One thing Flores did not tell Williams was how many people were being squeezed into his trailer. There were at a minimum 74, and some who boarded put the headcount closer to 100. Still, the loading did not take long, maybe 10 minutes.

…snip…

At first, conditions inside the trailer had seemed "normal," many of the survivors would testify without any apparent sense of irony. Wrapped in almost perfect darkness, they could see nothing. What they experienced were sensations and sounds — the slight swaying of the trailer as it left the field and rolled onto the roadway, the jostling of shoulders and hips, sticky sweat and, within minutes, rising heat.

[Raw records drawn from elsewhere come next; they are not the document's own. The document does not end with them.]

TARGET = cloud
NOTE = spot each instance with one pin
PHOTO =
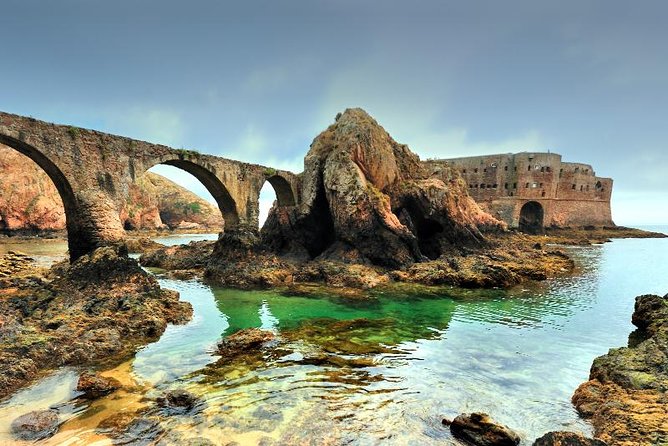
(154, 124)
(457, 142)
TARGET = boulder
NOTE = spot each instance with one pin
(36, 425)
(95, 386)
(244, 341)
(567, 439)
(179, 401)
(480, 430)
(367, 193)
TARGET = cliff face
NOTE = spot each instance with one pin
(29, 201)
(366, 197)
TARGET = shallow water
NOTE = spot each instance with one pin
(390, 374)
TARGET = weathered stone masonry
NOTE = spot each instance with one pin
(535, 190)
(93, 171)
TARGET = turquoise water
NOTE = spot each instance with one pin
(401, 363)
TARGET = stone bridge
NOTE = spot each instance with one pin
(93, 171)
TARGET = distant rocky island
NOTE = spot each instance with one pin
(30, 203)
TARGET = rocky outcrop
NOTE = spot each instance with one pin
(36, 425)
(625, 395)
(29, 201)
(244, 341)
(95, 386)
(367, 198)
(101, 307)
(566, 439)
(480, 430)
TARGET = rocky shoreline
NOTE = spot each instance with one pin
(96, 311)
(508, 259)
(625, 397)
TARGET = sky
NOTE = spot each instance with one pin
(258, 80)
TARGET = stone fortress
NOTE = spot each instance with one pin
(533, 190)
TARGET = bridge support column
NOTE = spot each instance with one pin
(93, 223)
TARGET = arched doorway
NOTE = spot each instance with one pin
(531, 218)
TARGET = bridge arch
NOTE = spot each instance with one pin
(224, 200)
(76, 243)
(284, 193)
(531, 217)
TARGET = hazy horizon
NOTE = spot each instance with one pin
(258, 81)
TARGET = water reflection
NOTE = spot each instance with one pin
(385, 370)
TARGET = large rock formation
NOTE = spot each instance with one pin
(29, 201)
(625, 397)
(367, 198)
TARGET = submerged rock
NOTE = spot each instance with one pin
(36, 425)
(480, 430)
(367, 195)
(179, 401)
(567, 439)
(245, 341)
(95, 386)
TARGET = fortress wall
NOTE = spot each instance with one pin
(570, 193)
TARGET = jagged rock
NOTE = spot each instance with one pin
(625, 395)
(95, 386)
(364, 191)
(567, 439)
(179, 401)
(480, 430)
(244, 341)
(36, 425)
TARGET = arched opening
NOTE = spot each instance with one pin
(275, 189)
(77, 245)
(531, 218)
(166, 197)
(426, 230)
(208, 187)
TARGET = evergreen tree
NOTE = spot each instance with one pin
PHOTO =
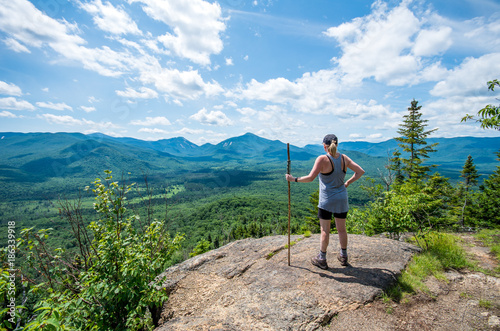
(397, 168)
(413, 141)
(489, 116)
(470, 175)
(488, 210)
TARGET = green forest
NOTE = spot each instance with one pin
(86, 238)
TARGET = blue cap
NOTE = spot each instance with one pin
(329, 138)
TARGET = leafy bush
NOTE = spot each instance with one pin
(111, 284)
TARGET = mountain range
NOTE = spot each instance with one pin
(38, 155)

According to a mathematical model prepared for trial, it took only 10 minutes to reach 100% humidity inside the insulated trailer. Within 35 minutes, the heat surpassed the normal body temperature of 98.6 degrees and continued to climb. This was a critical tipping point. Now body heat generated by the passengers no longer could escape into the trailer's airspace

…snip…

By now, the passengers were stripping off blouses and shirts. Their bodies poured sweat, and the more they perspired, the more they became dehydrated. One man squeezed sweat from his shirt and tried to drink it. The 5-year-old boy was wailing.

…snip…

On the trailer's corrugated metal floor, with his father crouched protectively over him, the boy slipped away. Castro-Reyes heard him cry out one last time.

"Daddy, I am dying."

And then the father screamed, and panic descended into pandemonium. Men and women pounded at the side of the trailer with fists and shoes, shouting huskily that they needed to be let out. Hoping to attract attention, others threw caps, shoes, anything that could fit, through the small holes they'd knocked in the doors after clawing away the insulation. There was fevered talk of rocking the trailer to tip it over.

"People were saying we were going to die anyway," recalled one passenger, "so we should roll it over so they would pay attention to us."

…snip…

NSIDE the trailer, the passengers were hurtling toward death, their bodies battered by heat, dehydration and a shortage of oxygen. In overlapping methods of attack, these three instruments of death would break down the kidneys, lungs, heart and brain. Along the way, they would produce pounding headaches, vomiting, bulging eyes, a maddening shortness of breath and hallucinations.

By now, most of the trailer occupants were too far gone to bang or shout. Some, spent, sunk to their knees in weariness. Others found places in the less-crowded front of the trailer to lie down and await death. Lorenzo Otero-Marquez recalled it felt "fresh" somehow on the floor. He lay in the blackness and listened to others flailing as they died, their bodies convulsed by seizures.

"You could only hear that they were dying," he testified. "They started to strike with their hands louder, and then they stopped striking."

Ana Gladis Marquez-Aguiluz also heard, and felt, these final throes: "They were hitting and some of them were kicking us — strongly, not intentionally."

In the jumble of bodies, the living sometimes became pinned under the dead. The father of the 5-year-old was kneeling over his child when he too passed away.

…snip…

Williams had stopped at a truck stop just south of the town of Victoria, more than halfway from Harlingen to Houston. He parked on a side road, next to a tree-studded horse pasture. Yet another camera captured the trucker's entrance into the store, time-stamped at 1:37 a.m.

…snip…

"We're out of here," he told her.

There was a loud crash as the truck pulled away. Hastily unhooking the trailer, Williams had neglected to crank down the dolly wheels that hold its nose aloft when detached. Back on the highway, they spotted a police car speeding toward the truck stop. Williams called Abel Flores, who, high on cocaine, had just closed down a Harlingen strip joint named Secrets.

…snip…

He turned the truck for Houston, pounding on the steering wheel as he drove. In a few hours, he would check himself into a hospital, complaining of a case of the nerves and telling a story about how a bunch of illegal immigrants somehow had sneaked into his trailer, perhaps while he was asleep or inside a truck stop.

…snip…

As many as 100 people are thought to have boarded the trailer. Police recovered 18 bodies and caught 56 survivors, one of whom died later. Others are thought to have escaped.